The book of poetry, “I Am Montana,” follows the kids regaining their identity when they’re in a place that strips it away. 

Lorna Buckingham, the development coordinator and instructor for the Free Verse project, said even though kids under the age of 17 are mandated by law to be in school, Free Verse can only teach to detention centers that allow them to. 

“We are invited into these places, but we can also get uninvited at any moment,” Buckingham said. “We have to be pretty knowledgeable about the criminal justice system because the nature of our work brings us in contact with that culture, so we have to be pretty mindful.”

Buckingham said Free Verse wants to give the kids a way to find connection in the difficult situation they are in. 

“We try to be less [a] teaching, but more of a creative resource,” Buckingham said. 

“We’re coming in with lesson plans, for sure. But I don’t feel I go in to teach a lesson, as much as the hope that I transport their experience from the walls of the classroom,” White said. 

Free Verse will never truly know the impact they make on the kids, because the kids in the detention centers are there for an undetermined amount of time depending on their sentence.

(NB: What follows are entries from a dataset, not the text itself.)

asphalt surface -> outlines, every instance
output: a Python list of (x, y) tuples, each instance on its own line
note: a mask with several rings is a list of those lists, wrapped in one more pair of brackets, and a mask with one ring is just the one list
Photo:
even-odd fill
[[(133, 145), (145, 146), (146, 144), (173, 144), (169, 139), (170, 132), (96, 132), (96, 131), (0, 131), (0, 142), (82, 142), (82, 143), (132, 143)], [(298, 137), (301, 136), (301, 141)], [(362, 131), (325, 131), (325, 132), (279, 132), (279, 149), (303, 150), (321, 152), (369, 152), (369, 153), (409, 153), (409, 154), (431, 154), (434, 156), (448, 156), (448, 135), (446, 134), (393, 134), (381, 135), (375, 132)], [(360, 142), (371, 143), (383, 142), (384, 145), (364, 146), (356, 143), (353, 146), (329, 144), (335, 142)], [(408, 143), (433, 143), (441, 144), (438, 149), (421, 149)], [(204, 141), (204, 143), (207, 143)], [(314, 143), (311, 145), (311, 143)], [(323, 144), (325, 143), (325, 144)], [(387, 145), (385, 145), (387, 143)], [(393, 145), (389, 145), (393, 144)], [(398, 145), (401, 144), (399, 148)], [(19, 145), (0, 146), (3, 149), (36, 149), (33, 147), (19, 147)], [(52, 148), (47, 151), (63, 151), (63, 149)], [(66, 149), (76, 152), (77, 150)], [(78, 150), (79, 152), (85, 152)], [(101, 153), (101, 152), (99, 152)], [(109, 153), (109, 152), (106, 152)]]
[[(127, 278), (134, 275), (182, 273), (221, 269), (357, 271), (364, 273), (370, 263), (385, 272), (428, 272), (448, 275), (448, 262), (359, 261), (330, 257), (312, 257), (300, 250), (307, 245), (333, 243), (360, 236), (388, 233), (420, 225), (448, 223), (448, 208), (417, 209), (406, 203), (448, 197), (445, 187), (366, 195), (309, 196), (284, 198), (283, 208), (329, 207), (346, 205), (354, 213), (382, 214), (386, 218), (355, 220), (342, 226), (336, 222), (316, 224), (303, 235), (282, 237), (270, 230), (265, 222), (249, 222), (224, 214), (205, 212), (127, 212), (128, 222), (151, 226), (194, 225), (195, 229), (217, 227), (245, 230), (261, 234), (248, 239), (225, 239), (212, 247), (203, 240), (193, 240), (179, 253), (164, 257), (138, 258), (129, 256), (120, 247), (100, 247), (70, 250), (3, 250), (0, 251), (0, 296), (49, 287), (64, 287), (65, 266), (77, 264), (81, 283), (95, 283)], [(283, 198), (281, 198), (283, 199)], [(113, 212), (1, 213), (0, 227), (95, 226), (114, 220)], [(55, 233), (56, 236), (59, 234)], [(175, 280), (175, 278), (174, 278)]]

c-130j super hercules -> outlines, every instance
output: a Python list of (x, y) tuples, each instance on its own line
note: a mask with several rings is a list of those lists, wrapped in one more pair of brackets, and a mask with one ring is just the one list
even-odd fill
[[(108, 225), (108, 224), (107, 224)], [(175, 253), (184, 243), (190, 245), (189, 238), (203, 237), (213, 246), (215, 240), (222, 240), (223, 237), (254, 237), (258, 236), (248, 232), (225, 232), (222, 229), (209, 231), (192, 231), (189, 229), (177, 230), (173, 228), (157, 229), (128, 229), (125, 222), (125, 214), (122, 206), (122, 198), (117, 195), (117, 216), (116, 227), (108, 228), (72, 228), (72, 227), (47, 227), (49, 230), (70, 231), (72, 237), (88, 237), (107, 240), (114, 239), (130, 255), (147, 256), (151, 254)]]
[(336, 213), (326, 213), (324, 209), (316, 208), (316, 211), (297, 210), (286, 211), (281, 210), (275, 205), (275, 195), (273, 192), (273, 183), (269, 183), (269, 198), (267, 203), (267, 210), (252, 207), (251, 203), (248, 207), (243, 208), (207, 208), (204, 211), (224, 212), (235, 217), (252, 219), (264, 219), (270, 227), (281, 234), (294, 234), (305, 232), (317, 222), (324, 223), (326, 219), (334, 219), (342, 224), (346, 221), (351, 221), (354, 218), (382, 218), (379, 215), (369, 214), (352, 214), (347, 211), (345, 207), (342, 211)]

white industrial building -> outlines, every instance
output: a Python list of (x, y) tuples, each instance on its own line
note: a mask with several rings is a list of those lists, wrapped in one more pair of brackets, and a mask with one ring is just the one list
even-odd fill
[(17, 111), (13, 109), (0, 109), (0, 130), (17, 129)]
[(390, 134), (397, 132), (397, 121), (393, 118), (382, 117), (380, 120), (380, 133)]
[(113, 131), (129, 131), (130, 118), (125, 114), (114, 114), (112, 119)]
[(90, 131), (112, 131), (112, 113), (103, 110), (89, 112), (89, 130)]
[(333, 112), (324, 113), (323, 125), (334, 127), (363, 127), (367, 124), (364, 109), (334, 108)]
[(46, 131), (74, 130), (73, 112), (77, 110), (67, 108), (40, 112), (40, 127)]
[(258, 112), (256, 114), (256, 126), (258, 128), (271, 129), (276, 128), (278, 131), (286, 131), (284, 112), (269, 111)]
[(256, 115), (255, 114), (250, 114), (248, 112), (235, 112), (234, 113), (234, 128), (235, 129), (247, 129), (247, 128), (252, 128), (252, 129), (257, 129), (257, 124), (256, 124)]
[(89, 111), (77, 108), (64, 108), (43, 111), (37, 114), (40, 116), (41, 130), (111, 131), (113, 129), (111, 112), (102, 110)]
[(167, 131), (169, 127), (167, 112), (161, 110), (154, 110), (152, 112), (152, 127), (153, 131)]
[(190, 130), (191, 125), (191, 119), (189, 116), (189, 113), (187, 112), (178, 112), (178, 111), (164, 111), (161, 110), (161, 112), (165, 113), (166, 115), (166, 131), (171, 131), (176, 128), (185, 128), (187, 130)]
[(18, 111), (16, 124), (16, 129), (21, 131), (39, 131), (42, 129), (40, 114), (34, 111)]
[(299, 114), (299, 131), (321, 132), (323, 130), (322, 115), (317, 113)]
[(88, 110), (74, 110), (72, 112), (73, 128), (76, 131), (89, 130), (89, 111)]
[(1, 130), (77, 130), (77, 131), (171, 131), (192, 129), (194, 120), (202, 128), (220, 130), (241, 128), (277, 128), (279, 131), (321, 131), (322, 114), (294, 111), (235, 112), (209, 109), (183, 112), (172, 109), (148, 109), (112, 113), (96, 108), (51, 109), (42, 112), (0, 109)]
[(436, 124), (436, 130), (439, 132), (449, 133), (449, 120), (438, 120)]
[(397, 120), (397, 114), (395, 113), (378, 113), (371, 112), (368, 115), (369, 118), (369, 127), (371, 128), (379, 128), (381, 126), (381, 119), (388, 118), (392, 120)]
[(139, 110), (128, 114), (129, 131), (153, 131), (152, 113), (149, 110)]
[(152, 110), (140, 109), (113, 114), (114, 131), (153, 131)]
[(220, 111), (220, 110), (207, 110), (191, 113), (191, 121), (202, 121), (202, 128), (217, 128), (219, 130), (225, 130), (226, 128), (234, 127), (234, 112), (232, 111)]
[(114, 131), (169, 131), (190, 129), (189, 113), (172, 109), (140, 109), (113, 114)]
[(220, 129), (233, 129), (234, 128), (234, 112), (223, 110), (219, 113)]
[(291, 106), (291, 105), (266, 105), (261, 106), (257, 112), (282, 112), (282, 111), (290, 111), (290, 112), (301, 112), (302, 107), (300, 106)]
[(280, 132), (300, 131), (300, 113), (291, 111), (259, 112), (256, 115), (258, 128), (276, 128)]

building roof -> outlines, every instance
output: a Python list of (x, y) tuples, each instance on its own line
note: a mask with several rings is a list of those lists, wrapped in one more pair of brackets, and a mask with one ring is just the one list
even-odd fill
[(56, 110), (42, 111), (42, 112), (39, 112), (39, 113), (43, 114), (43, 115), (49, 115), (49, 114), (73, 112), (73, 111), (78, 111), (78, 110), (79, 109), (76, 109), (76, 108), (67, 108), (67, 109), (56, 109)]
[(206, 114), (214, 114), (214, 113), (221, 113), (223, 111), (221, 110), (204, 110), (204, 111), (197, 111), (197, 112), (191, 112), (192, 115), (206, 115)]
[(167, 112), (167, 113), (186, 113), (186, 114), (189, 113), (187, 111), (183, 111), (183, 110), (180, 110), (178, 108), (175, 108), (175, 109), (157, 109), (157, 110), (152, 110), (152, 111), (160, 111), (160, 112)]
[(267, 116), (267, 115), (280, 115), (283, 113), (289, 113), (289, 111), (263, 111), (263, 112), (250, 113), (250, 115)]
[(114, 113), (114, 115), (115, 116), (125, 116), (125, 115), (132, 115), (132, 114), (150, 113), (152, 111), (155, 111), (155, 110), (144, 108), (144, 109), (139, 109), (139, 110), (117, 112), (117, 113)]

When the kids cycle out of the detention centers, Free Verse doesn’t get to know when they’re going to leave or how long they are going to be there. 

One day, at the end of the class in the summer of 2020, White was finishing up a Free Verse class. She thanked the students for sharing their time, words and stories. 

Completely out of the blue, a kid spoke up and read a piece he wrote about what Free Verse meant to him. 

“I’ve made millions of mistakes, but I can make millions of achievements and grow as a human and as a man. I can be the person who I want to be. I can light the candle in the dark room.”

This made it all worth it for White.

“I was bawling when he said that, it was so powerful,” White said. “In this moment of chaos and isolation, it has been really awesome to strengthen this community and this network.”